To moje pierwsze tworzenie. A_gdyby_tak_1 jako spotkanie z chwilą, która tworzy dzień… tworzy myśli.
Sobota.
Wczoraj układałem drewno kominkowe na stos. Zostało tylko kilka taczek, bo dzień wcześniej najpierw ja a potem Maciej (syn) układaliśmy to samo drewno kominkowe gromadzone przed sezonem grzewczym. Jak za każdym razem to praca, która skupia wszystkie myśli na jednym zadaniu. Ważne jest dobre układanie, które będzie później mieć wpływ na szybkie wysychanie i jakość drewna jako opału. Każda szczapa drewna jest dzisiaj wyjątkowo duża i ciężka. A ja niestety chyba tym razem nie przygotowałem się do tej pracy.
Ubrałem odzież roboczą, ale chyba zbyt mocno zaufałem słońcu, które ogrzewało mnie podczas pracy, ale lekki wiatr dawał się również we znaki.

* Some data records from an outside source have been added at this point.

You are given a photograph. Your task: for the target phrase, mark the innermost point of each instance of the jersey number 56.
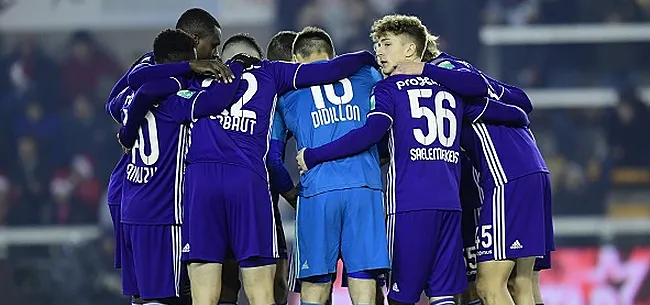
(435, 119)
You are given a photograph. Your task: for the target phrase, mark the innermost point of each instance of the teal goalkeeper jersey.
(321, 114)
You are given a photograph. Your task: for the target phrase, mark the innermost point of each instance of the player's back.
(501, 153)
(471, 195)
(154, 175)
(321, 114)
(424, 144)
(114, 191)
(240, 135)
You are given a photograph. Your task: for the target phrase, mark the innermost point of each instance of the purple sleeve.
(509, 94)
(381, 101)
(495, 112)
(280, 178)
(461, 81)
(290, 76)
(114, 105)
(352, 143)
(146, 73)
(145, 98)
(218, 96)
(119, 86)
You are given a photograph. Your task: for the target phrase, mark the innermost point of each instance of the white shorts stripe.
(179, 173)
(293, 276)
(176, 256)
(498, 223)
(390, 234)
(490, 153)
(296, 263)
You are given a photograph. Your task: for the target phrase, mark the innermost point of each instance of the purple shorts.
(282, 241)
(543, 263)
(512, 223)
(426, 249)
(151, 261)
(117, 233)
(228, 209)
(468, 228)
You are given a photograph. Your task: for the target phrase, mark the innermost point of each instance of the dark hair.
(409, 26)
(173, 45)
(246, 39)
(279, 47)
(198, 22)
(311, 40)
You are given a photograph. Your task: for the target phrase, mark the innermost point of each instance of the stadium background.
(584, 63)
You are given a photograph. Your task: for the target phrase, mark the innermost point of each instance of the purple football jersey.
(114, 191)
(471, 195)
(152, 190)
(424, 142)
(240, 135)
(501, 153)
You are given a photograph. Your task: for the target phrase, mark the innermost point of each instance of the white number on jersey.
(435, 120)
(151, 142)
(139, 146)
(317, 94)
(236, 109)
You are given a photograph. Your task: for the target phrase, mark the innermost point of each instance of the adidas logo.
(516, 245)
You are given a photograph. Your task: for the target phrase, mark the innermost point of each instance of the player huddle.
(194, 198)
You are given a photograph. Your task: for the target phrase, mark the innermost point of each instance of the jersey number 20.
(154, 150)
(435, 119)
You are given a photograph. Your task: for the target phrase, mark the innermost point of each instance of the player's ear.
(410, 50)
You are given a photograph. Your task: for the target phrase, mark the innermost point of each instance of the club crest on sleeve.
(185, 94)
(446, 65)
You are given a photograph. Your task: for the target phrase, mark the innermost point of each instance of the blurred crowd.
(58, 146)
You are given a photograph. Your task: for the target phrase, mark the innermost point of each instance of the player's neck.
(316, 57)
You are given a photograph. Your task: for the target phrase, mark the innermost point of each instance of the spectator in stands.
(5, 204)
(86, 66)
(87, 189)
(91, 133)
(43, 126)
(29, 176)
(627, 132)
(69, 198)
(27, 69)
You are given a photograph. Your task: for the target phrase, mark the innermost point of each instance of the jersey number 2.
(435, 120)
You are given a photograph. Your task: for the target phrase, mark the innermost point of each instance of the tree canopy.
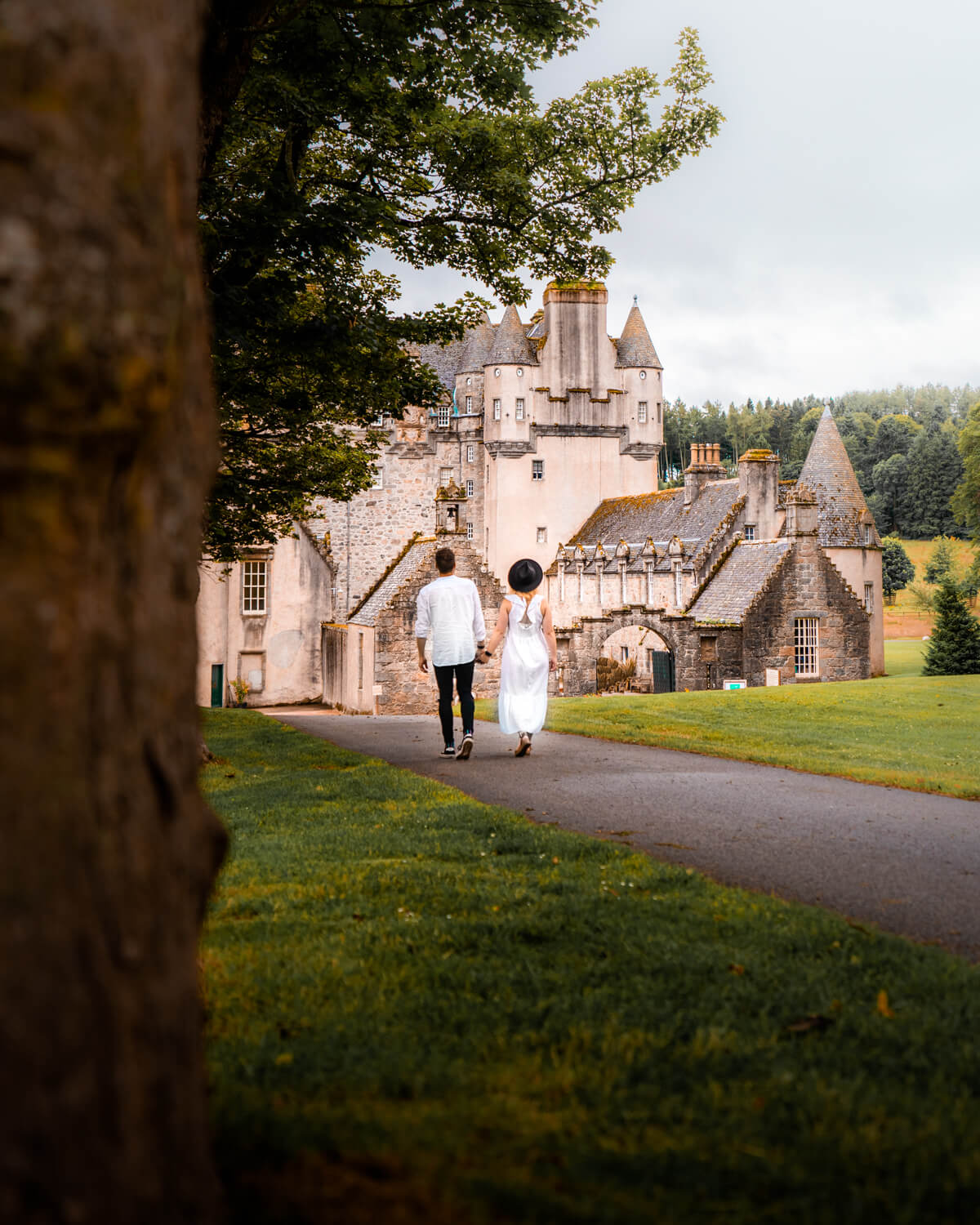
(332, 130)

Energicznie zrobiłem co trzeba. Drewno ułożone, ogród uprzątnięty. A ja nabawiłem się bólu pleców.
Kurcze… niestety ból narastał, aby już wieczorem doprowadzić do unieruchomienia.
A gdyby tak. Przygotować się do pracy, ubrać się odpowiednio do warunków i spokojnie zrobić co trzeba.
Zawsze planować działanie czy wystarczy od razu działać? W tej sytuacji czy mógłbym uchronić się od dzisiejszych dolegliwości.